Far-right candidate Norbert Hofer from the Freedom Party of Austria (FPO) is set to clinch the first round of presidential elections Sunday with 36.7 percent support, Agence-France Presse reported. Preliminary projections put the two ruling parties — the Social Democrats (SPOe) and the People's Party (OeVP) — with too low support for a May 22 run-off, as Hofer will likely face off against independent candidates and smaller parties in second-round voting.

While the office of president in Austria is largely symbolic, the elections served as a kind of litmus test for the ruling coalition government ahead of general elections that are slated for 2018. Many countries throughout Europe — including France, Hungary and the U.K., to name a few — have seen increased support for right-wing euroskeptic parties amid an ongoing migration crisis in the European Union and the mounting threat of domestic terror.

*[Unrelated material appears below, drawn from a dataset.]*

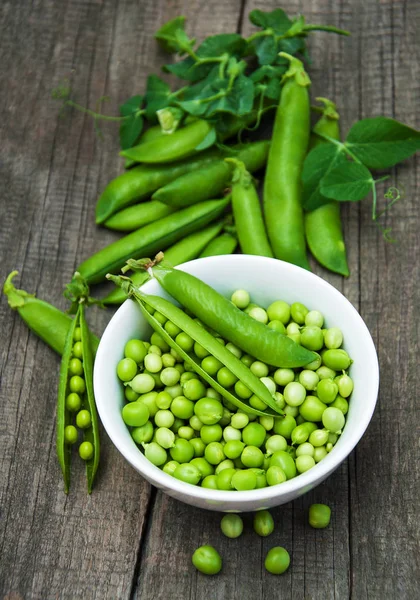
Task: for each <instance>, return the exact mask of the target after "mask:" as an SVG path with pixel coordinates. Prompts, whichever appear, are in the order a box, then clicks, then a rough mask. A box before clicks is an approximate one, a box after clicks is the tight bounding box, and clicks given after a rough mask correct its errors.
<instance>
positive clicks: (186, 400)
mask: <svg viewBox="0 0 420 600" xmlns="http://www.w3.org/2000/svg"><path fill="white" fill-rule="evenodd" d="M171 412H172V413H173V414H174V415H175V416H176V417H178V418H179V419H189V418H190V417H192V416H193V414H194V402H192V401H191V400H188V399H187V398H185V396H178V397H177V398H174V399H173V400H172V404H171Z"/></svg>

"Like elsewhere in Europe, we are witnessing the downfall of the traditional parties," political analyst Peter Hajek told AFP, following the first announcement of results Sunday.

More than 1 million people crossed into Europe illegally in 2015, with the vast majority of them looking to settle in northern European countries like Germany. Around 91 percent of arrivals to the EU in 2015 were bona fide refugees according to the U.N., which defines a refugee as a person fleeing violent persecution.

Austria had initially taken a similar open-door stance to migration policy as neighboring Germany, echoing German Chancellor Angela Merkel's call to embody a longstanding European tradition of granting asylum to refugees of political violence. Vienna quickly changed its policy, however, building border fences with Germany and Italy and slowing migration through its borders to a trickle.

Refugee policy became the dominant issue of the election, with Hofer promising to institute even stricter border control. The Freedom Party of Austria has existed in some form since 1956, and immigration policy became one of its dominant issues in the 1990s.

Marine Le Pen, leader of the National Front, a euroskeptic party in France, offered her congratulations to Hofer in a tweet posted to her verified account Sunday. “My sincere congratulations to our friends #FPÖ for this magnificent result. Congratulations to the Austrian people!” Le Pen wrote in her tweet.